Ich schaue mal, wie es weiter geht. Danke aber für den Tipp!

Liebe Grüße

g]a-to


Also erstmal 2 Wochen ist noch nicht lange. Viele Frauen haben am Anfang Schwierigkeiten ihr Kind anzunehmen. Ob es tatsächlich postnatale Depressionen sind oder der so genannte "Baby Blues" wird sich erst zeigen.

Ich befürchte aber, dass du wenig tun kannst. Auch wenn ich verstehe, dass du gerne helfen möchtest, aber du bist weit weg, kannst sie nicht unterstützen und wenn sie nichts von dir hören will, kann sie einfach auflegen. Wichtiger sind jetzt Hebamme und vor allem ihr Freund. Der muss unbedingt mit ins Boot geholt und sensibilisiert werden. Die Frage ist, ob du in der Lage bist, dass dem Freund klar zu machen.

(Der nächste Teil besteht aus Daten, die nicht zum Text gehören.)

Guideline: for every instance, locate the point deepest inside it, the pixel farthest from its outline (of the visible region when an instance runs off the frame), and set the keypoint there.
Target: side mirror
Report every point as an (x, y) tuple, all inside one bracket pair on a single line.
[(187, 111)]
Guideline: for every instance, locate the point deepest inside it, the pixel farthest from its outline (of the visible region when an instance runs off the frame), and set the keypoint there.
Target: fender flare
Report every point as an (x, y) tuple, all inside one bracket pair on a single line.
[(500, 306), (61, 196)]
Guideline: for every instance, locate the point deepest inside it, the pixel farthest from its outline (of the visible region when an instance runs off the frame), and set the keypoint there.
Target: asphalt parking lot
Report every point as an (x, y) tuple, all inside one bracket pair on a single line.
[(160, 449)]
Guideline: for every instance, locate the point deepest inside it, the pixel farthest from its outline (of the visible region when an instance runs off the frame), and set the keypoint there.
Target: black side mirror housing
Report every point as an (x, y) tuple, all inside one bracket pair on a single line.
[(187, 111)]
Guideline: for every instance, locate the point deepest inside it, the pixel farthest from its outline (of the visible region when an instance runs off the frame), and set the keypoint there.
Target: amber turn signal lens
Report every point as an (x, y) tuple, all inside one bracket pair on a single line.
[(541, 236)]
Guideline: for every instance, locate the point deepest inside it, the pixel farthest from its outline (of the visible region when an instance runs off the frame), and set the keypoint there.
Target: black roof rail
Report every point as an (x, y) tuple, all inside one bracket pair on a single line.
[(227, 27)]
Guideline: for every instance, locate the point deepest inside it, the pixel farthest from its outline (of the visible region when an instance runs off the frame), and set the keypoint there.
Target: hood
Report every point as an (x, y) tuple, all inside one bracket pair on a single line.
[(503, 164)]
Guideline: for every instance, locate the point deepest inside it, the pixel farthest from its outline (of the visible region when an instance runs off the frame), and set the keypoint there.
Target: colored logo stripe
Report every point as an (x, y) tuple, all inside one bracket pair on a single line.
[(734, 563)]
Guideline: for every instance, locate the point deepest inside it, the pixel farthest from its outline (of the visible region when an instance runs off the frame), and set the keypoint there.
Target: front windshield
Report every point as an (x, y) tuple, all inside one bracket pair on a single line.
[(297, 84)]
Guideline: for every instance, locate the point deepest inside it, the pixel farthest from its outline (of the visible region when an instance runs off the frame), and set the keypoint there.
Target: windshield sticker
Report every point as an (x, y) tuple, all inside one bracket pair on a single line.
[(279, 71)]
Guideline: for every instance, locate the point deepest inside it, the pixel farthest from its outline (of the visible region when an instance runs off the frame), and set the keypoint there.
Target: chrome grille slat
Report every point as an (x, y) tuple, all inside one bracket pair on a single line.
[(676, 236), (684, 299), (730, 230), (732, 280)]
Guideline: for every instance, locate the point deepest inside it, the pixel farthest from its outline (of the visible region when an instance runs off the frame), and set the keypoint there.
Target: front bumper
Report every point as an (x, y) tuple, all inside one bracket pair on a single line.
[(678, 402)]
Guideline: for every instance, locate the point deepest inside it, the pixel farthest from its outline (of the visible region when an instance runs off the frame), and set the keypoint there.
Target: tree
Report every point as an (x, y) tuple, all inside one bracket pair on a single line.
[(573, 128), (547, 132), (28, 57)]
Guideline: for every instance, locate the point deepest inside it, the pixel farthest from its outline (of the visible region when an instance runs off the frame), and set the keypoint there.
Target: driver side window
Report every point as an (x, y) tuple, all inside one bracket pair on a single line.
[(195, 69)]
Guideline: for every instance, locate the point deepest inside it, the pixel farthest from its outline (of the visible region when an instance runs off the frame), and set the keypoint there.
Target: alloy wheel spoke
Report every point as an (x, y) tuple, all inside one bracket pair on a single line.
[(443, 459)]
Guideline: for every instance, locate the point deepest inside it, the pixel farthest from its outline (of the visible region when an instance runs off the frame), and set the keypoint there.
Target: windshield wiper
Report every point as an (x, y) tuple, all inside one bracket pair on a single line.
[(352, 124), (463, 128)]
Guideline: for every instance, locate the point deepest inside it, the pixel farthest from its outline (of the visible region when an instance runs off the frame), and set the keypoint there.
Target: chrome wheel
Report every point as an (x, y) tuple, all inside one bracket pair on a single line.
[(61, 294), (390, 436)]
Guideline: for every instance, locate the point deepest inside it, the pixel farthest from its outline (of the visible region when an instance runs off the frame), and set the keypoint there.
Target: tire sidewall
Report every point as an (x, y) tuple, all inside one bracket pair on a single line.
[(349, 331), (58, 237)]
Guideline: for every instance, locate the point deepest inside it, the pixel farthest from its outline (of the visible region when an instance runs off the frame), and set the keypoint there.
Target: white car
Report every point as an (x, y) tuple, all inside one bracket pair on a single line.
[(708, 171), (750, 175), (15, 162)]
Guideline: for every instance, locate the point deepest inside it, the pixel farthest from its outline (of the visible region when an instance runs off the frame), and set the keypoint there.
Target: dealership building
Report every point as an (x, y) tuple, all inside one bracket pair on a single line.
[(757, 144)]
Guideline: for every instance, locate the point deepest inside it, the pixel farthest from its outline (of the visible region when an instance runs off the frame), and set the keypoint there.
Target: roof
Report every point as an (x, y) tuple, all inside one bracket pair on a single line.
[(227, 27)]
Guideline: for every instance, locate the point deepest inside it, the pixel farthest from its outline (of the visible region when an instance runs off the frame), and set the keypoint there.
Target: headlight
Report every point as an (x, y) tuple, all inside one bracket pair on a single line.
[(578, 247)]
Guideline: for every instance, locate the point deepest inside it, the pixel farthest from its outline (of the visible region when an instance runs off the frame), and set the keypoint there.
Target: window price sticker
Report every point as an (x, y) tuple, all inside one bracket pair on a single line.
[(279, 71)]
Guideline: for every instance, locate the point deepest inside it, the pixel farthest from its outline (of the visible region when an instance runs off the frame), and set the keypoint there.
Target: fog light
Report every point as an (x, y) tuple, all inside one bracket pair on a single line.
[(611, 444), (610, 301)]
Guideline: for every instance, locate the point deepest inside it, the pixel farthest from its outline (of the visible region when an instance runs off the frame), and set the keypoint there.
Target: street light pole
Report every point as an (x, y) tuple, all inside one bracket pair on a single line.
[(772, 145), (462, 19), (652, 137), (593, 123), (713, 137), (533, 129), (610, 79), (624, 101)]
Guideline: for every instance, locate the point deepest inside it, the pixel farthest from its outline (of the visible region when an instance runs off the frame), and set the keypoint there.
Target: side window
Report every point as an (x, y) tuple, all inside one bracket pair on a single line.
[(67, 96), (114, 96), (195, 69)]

Ansonsten bleibt dir nicht viel übrig als zuhören, Hilfe und Tipps anbieten und ihr klar zu machen, dass du dir Sorgen machst und sie sich Hilfe suchen soll. Vielleicht kannst du sie mal eine Woche besuchen, dann hast du vielleicht mehr Glück.

ZvwaYckx44


Es ist ähnlich wie bei einer Sucht: Wer sich bei einer Depression so verhält wie Deine Freundin, will keine Hilfe Dritter; wer die nicht will, dem ist nicht zu helfen. Meine Depression war zwar nicht postnatal :-D , aber als Familienvater stand für mich fest, dass ich so schnell wie möglich gesund werden mußte. Dass ich es ohne fremde Hilfe nicht schaffen würde, war klar. Nach 3 Monaten stationärer Psychiatrie mit rein medikamentöser Behandlung war ich wieder arbeitsfähig. Eine Bekannte aus Jugendtagen hat sich nach der Geburt ihres Kindes das Leben genommen; der Ernst der Lage ist mir also durchaus bewußt.